Dig if you will this picture of three round brushes. The one at the top, with the blue handle, is a Princeton Select Artiste #2 round. The other two with green/black/blue handles, are Princeton SNAP! brushes, a #0 Round and #2 Round. All three employ synthetic fibres for bristles, and they are all intended for acrylic/watercolor work.

These are really splendid for beginners looking for a brush with a serious feel to them. I use these small rounds quite a lot of my paint-by-numbers doings, and they give me a control and precision that navigating some of those small spaces require. The Artiste Select is a moderately-priced brush with a short handle, the Snap! brushes feature a fibre called white taklon and each of these lovelies is a long-handled model ("9800 series") and I got them because I like the long handles and also I could use those for oil painting if so inclined. The bristles on all three are nice and springy and hold their shape and a fine point if needed.

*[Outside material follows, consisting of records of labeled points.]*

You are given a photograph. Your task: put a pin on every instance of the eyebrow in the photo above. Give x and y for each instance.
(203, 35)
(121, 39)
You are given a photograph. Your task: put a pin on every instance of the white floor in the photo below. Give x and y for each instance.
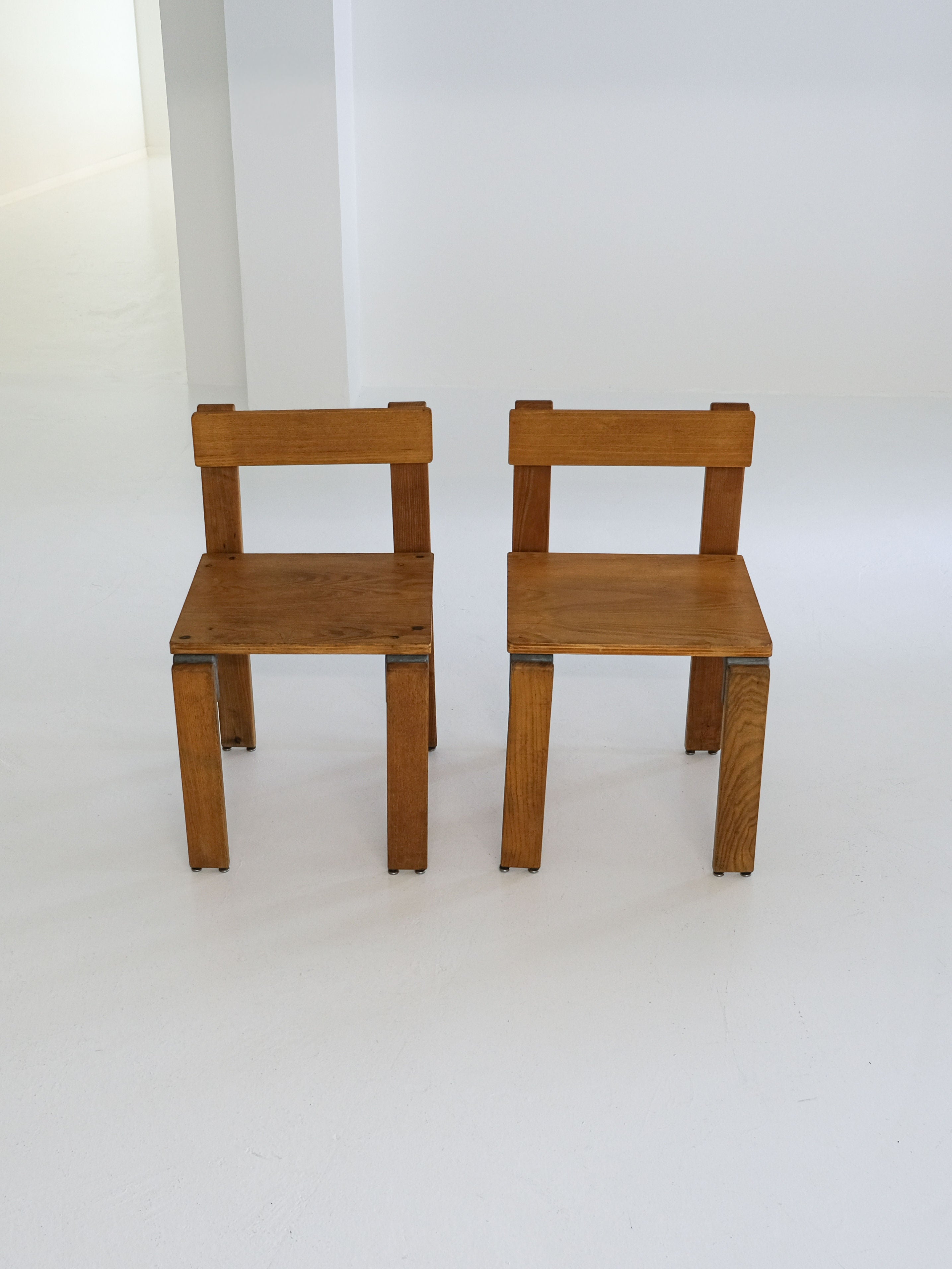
(620, 1061)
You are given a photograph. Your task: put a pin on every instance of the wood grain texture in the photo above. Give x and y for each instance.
(526, 763)
(742, 759)
(408, 734)
(720, 535)
(720, 511)
(702, 730)
(410, 498)
(200, 757)
(309, 603)
(531, 503)
(221, 500)
(432, 741)
(272, 438)
(639, 438)
(237, 709)
(654, 606)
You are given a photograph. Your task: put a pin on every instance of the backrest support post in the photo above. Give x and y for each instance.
(532, 494)
(410, 497)
(221, 499)
(724, 493)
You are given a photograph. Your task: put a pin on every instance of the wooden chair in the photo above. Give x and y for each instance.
(701, 606)
(246, 604)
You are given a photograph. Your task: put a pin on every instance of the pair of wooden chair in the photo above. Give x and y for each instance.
(698, 606)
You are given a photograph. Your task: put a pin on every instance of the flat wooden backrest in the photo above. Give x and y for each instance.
(226, 440)
(541, 438)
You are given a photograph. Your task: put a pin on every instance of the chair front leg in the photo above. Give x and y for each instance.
(526, 761)
(746, 688)
(237, 709)
(195, 687)
(705, 723)
(408, 775)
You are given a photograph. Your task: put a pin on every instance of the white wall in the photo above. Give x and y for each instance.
(287, 192)
(727, 197)
(152, 74)
(203, 179)
(69, 88)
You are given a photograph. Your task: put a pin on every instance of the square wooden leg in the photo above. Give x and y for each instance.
(526, 761)
(433, 706)
(193, 682)
(408, 775)
(746, 687)
(237, 707)
(705, 705)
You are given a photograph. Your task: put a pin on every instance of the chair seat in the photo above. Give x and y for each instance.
(630, 604)
(309, 603)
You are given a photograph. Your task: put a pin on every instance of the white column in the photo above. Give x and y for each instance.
(289, 201)
(203, 179)
(152, 74)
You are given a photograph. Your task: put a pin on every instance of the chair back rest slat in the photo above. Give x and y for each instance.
(724, 494)
(226, 440)
(630, 438)
(410, 497)
(275, 438)
(532, 488)
(720, 440)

Also? The prices on the Snap! brushes are all less than $10 each, most less than $5 each, which is a boon for beginning artists wanting a good quality brush for not a lot of money. 

I got mine at Artist & Craftsman Supply on SE 21st off Powell, which we have become very fond of.


So ... inexpensive but not cheap, worth it if you want to get into art without breaking the bank just yet. Hard to to better at this price point. Recommended.